Waters' article on the issue of promoting and expanding environmental awareness in k-12 public classrooms is a welcome read for someone like myself who, though focused on being an English teacher, nevertheless is also someone who is concerned about the present problems of climate change, deforestation, oil polluting, and other ecological problems plaguing us. Waters' article delves into all manner of online resources out there that are available to aid teachers in educating their students about the environment, no matter what subject the teacher specializes in. One such website, geared toward high-schoolers, contains general information about what problems and issues are plaguing which parts of the world, sample lesson plans for teachers themselves, news articles, and the like. Another, aimed at elementary school children, includes a digital tour of wildernesses for boys and girls who live in urban areas and don't see much of nature. And yet another site still includes a quiz that makes students ask themselves just how large their carbon footprint is. In an era in which science illiteracy is reaching a fever pitch, "teaching green" is just one of myriad ways in which we Americans must repair our deplorable education system.

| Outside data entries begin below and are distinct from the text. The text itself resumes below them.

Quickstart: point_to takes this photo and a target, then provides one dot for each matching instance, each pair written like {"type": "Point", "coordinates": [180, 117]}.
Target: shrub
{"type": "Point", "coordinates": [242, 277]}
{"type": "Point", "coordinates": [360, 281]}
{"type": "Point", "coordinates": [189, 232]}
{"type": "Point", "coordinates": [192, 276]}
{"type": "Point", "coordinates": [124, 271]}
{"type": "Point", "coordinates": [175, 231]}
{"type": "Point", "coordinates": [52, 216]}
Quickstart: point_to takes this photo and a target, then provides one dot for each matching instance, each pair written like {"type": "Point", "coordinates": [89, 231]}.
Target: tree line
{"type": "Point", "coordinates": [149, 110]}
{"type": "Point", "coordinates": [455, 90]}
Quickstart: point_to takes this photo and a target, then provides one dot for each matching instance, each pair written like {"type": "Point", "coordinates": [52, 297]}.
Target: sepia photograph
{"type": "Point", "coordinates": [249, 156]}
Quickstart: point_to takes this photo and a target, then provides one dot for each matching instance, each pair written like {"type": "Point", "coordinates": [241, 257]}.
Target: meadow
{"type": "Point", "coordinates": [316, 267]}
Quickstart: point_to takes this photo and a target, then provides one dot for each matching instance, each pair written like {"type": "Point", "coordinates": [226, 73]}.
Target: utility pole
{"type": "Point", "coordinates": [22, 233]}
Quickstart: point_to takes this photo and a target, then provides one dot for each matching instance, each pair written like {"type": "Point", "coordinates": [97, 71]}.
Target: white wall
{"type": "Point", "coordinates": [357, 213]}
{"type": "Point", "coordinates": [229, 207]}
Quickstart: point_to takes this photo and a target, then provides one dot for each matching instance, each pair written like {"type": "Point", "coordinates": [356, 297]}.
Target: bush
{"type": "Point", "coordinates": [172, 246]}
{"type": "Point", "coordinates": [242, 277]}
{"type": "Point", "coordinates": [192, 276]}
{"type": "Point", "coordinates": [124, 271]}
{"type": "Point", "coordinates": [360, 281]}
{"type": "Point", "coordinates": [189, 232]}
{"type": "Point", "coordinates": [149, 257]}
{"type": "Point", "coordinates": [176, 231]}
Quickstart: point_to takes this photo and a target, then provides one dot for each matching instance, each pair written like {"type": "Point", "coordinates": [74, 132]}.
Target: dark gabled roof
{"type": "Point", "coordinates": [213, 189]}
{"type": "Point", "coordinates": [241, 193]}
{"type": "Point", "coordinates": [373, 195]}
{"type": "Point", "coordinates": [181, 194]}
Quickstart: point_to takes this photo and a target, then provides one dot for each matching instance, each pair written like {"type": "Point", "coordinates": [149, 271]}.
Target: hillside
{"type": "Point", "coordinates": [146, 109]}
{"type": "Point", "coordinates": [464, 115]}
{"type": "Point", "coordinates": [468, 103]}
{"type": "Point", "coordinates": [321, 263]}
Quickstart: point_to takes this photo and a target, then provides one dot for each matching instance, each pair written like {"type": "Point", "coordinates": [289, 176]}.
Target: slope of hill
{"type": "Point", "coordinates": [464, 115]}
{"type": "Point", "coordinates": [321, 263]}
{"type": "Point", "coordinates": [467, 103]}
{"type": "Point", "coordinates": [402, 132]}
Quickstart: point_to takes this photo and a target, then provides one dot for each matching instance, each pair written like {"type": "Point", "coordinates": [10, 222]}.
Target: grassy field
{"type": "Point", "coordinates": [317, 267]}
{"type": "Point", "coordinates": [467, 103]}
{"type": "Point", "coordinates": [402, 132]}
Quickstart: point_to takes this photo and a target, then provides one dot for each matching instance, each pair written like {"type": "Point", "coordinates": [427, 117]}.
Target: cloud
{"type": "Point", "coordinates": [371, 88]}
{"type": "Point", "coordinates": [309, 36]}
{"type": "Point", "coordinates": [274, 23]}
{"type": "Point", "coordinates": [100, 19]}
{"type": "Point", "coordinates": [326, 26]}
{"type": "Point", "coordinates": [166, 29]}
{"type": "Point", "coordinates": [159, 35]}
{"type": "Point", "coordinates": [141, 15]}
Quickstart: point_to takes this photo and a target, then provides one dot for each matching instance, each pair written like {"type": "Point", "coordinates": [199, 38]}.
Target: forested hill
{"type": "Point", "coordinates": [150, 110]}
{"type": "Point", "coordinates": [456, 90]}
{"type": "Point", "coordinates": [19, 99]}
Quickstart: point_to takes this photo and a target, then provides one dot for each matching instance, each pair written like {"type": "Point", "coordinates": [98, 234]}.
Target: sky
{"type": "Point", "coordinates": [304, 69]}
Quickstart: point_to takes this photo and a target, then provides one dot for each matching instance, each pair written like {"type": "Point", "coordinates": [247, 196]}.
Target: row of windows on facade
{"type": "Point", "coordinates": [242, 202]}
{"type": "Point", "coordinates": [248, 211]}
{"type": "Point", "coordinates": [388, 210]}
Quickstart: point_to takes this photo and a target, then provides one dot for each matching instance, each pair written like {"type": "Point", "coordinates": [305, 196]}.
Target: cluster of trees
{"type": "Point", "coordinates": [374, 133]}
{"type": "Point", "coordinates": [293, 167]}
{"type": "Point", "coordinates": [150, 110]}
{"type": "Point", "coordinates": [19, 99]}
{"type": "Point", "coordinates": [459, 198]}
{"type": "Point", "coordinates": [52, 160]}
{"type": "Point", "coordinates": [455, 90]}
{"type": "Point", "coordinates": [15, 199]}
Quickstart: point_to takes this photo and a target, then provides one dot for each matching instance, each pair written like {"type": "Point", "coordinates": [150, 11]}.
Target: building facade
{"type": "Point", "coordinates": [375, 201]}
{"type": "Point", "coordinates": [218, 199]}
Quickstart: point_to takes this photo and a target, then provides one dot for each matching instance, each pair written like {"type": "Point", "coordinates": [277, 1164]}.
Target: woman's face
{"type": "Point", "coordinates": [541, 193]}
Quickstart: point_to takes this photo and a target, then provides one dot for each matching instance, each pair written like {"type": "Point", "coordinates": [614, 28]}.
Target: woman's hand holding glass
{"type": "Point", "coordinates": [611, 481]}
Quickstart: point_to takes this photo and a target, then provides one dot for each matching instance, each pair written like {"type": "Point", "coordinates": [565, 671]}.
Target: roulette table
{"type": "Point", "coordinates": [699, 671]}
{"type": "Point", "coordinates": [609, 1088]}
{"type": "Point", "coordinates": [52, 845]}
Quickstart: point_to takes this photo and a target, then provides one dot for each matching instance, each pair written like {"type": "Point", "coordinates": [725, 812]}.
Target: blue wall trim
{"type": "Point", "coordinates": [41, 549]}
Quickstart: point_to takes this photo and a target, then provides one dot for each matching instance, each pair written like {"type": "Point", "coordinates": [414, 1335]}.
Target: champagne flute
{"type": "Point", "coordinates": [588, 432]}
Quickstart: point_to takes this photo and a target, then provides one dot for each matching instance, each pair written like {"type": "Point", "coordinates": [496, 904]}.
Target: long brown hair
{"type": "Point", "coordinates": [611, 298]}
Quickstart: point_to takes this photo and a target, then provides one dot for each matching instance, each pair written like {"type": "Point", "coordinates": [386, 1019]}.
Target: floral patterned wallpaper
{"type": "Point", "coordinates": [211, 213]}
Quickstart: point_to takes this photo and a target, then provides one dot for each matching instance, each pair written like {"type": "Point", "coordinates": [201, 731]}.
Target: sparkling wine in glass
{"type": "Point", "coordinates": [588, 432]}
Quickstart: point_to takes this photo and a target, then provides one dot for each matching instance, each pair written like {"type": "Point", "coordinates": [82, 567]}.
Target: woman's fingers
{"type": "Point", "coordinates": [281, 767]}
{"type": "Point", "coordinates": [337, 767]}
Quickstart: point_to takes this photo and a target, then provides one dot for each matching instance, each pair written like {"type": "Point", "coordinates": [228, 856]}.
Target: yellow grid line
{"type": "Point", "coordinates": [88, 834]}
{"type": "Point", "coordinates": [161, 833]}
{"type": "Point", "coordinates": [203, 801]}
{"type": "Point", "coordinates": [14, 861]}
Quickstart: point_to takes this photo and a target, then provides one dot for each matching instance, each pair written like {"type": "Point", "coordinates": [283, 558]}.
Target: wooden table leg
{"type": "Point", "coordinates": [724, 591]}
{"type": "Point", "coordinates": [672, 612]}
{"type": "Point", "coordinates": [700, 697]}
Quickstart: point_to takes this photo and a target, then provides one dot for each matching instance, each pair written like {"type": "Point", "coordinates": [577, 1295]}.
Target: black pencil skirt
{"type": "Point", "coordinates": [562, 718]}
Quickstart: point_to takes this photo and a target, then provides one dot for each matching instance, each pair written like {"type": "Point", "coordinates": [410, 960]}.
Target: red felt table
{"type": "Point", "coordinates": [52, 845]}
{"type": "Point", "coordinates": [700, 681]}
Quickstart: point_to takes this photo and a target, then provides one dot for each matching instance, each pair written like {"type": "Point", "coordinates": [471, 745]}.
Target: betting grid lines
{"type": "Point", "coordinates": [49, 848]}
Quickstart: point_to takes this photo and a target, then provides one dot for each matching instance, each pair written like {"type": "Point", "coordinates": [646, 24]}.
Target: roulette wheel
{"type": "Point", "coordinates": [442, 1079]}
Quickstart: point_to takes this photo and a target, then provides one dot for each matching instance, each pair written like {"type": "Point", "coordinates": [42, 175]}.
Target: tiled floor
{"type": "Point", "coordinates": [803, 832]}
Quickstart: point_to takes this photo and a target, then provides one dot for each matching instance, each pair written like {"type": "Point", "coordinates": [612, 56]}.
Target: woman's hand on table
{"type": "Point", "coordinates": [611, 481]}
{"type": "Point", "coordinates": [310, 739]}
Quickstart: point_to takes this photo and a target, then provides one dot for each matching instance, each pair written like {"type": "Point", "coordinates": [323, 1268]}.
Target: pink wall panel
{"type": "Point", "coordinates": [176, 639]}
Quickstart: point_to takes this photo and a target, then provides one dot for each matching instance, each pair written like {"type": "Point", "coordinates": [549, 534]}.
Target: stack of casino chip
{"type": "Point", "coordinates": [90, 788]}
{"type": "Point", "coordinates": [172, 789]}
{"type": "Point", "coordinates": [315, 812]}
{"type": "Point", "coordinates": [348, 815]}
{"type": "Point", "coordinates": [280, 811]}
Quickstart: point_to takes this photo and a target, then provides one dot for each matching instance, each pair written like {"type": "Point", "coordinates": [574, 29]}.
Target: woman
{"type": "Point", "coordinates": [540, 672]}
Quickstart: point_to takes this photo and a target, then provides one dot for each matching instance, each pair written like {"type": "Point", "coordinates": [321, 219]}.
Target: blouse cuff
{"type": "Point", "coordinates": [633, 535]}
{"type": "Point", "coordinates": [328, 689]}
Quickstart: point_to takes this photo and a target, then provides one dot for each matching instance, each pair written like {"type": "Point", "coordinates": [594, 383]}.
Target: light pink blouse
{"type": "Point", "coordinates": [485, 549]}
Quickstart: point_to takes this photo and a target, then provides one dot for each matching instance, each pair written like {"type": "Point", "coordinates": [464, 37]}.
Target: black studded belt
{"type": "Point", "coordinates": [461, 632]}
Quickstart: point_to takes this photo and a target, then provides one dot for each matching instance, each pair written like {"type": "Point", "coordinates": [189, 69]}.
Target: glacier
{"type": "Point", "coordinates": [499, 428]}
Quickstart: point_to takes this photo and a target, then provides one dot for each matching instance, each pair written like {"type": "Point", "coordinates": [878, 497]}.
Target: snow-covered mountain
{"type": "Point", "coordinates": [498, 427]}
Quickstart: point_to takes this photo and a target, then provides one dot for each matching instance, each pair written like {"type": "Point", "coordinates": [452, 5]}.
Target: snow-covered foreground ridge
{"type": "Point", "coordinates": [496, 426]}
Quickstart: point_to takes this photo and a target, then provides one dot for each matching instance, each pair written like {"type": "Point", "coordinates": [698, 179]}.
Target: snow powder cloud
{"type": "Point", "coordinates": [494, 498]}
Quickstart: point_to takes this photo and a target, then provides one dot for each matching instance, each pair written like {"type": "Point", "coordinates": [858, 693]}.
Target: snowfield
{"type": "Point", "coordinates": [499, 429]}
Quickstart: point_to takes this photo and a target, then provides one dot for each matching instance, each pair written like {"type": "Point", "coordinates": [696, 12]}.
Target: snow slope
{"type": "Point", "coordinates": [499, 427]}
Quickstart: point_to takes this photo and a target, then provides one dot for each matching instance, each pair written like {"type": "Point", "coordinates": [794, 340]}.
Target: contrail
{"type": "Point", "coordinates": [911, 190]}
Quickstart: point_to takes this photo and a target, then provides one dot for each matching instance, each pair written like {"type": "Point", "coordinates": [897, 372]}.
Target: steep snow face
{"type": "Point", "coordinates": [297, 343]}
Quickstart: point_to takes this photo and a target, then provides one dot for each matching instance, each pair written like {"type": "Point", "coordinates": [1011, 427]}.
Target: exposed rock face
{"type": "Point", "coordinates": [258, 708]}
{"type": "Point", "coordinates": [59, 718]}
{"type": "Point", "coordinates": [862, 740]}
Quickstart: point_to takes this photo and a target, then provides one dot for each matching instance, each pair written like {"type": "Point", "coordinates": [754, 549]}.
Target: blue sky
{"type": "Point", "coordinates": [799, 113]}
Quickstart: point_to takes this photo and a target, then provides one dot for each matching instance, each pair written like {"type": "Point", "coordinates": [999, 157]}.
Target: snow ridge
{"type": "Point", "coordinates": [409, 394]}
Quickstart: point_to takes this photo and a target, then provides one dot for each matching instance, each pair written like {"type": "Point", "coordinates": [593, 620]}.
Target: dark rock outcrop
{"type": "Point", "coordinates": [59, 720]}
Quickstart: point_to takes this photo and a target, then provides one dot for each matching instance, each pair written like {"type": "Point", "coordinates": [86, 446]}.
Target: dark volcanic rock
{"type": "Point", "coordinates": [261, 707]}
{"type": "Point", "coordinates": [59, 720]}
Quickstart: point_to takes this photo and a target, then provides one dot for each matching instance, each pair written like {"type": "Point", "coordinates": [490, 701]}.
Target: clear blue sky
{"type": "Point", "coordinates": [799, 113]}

Question 1: How, specifically, can someone like me incorporate knowledge about the climate problem to my students as an English teacher?

As I've said elsewhere, namely in my "Prezi" project, I can have my students research the topic and take sides for or against the evidence pointing toward enivronmental problems as well as research possible solutions for reducing one's carbon footprint or getting off fossil fuels. English/language arts classes should all be about getting adolescents to learn how to think critically anyway, particularly via the written word, and getting them to brush up on a world issue, especially one that effects them personally and directly (whether they appreciate it or not) is a fabulous vehicle for that.

Question 2: What is one online resource that could be described as a "fun" way of getting boys and girls to care more about the environment?

Waters describes a multiplayer sort of "video game" that simulates ecological disasters such as floods, storms, overheating, etc. The game is called PowerUp and the object is for players to build alliances so that they can quite literally save the planet. Even if the nature of the game in itself doesn't entice kids to use it, I can always offer it as an extra credit assignment.

Monday, April 18, 2011

Journal 8: Point/Counterpoint: Should Schools Be Held Responsible for Cyberbullying?

Bogacz, Renee, and Miguel Gómez Gordillo (2011). Point/Counterpoint: Should Schools Be Held Responsible for Cyberbullying? Learning and Leading with Technology, 38(6) retrieved from

Bogacz and Gordillo's article goes well beyond addressing anything specifically digital. The article explores the prevelant societal problem of bullying in general in American culture, including schoolyard bullying. In addition to emphasizing the importance schoolteachers, administrators, and students themselves who witness or are victims of cyberbullying, the first half of the article, namely Bogacz's portion, stipulates that parents closely monitor and check everything that their children do in the online world. Bogacz places the onus of responsibility on the schools to deal with cyberbullying, while Gordillo's response in the second half of the article is to place the onus of responsibility on parents, because children who bully, either in the digital world or the real world, tend to do so because they have not been taught how to respect others. The root of that problem is how their parents, or whoever has raised them, has taught them how to behave. Schools can only do so much. Parents and students themselves have to meet them halfway.

Question 1: What can someone like me do about cyberbullying in my future classroom?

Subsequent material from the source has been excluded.